The authors emphasise concerns over efficacy and/or effectiveness and/or safety and/or recommend alternative interventions to control the burden of disease
The authors criticise those supporting influenza vaccination or state that vaccination should not be introduced or continued
The authors are critical of all the producers’ or programme sponsors’ statements on the vaccines
Finally, we assessed quality of randomised and non-randomised studies separately. Randomised studies were assessed according to randomisation method, generation of the allocation sequence, allocation concealment, blinding, and follow-up. Non-randomised studies were assessed for the presence of potential confounders with the appropriate Newcastle-Ottawa scales29 for case-control and cohort studies. We assigned risk of bias (low, moderate, and high risk of bias) as described by the Cochrane Handbook30 by design category (randomised and non-randomised).
Statistical methods
We used χ2 tests to assess the association between items such as quality of methods, funding sources, coherence, and take home message.

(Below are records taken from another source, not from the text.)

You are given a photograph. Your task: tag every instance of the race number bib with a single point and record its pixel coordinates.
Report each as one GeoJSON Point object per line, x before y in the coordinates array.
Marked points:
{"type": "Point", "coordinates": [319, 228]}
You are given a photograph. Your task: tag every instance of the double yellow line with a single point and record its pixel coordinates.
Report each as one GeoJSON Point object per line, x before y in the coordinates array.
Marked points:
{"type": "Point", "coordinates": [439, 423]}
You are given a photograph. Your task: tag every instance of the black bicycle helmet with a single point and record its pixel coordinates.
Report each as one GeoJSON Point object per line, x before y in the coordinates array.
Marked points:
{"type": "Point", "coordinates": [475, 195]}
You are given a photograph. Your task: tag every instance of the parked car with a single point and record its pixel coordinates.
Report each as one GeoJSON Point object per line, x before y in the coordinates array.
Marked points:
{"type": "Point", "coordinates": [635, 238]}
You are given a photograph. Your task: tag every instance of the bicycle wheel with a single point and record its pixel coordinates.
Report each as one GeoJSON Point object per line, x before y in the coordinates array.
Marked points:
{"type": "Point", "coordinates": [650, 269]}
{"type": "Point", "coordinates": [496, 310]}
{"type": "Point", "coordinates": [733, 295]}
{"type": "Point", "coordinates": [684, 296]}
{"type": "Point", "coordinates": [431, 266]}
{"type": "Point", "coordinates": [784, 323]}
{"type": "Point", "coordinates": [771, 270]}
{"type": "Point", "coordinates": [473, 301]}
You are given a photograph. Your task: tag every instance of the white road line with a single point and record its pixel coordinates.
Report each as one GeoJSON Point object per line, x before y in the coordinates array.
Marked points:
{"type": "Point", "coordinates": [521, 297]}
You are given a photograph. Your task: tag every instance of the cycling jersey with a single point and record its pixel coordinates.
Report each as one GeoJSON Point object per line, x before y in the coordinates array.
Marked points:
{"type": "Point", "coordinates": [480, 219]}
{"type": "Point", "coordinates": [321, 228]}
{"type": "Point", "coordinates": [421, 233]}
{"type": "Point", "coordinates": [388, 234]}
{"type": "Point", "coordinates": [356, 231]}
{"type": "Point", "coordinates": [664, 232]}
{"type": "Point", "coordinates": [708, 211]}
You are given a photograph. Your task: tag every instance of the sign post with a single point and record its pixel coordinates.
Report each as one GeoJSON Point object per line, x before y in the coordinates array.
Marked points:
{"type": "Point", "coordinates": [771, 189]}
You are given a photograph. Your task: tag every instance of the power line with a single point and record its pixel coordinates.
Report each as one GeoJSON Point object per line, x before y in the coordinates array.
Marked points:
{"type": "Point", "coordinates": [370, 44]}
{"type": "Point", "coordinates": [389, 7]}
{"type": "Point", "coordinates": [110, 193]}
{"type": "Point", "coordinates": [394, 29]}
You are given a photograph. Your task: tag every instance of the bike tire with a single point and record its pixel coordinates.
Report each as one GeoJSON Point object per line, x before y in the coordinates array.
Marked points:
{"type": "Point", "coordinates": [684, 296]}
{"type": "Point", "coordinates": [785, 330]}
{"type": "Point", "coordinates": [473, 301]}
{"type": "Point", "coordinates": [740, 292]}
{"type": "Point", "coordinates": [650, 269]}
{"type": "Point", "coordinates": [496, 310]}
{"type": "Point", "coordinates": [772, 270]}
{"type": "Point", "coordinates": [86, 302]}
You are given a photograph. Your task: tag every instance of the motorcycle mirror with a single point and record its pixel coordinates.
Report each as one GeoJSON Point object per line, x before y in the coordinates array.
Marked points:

To assess the level of dissemination we identified the impact factor of the journals publishing each of the studies in the review. A journal’s impact factor is calculated from the number of citations in the current year to items published in the previous two years (numerator), divided by the number of substantive articles and reviews published in the same two years (the denominator). This is proposed as a proxy for journal quality and, by implication, for quality of the research articles in that journal.7 8 The impact factor was designed to identify journals worthy of subscription, and its rankings fit well with the perceived prestige of journals8 and their circulation.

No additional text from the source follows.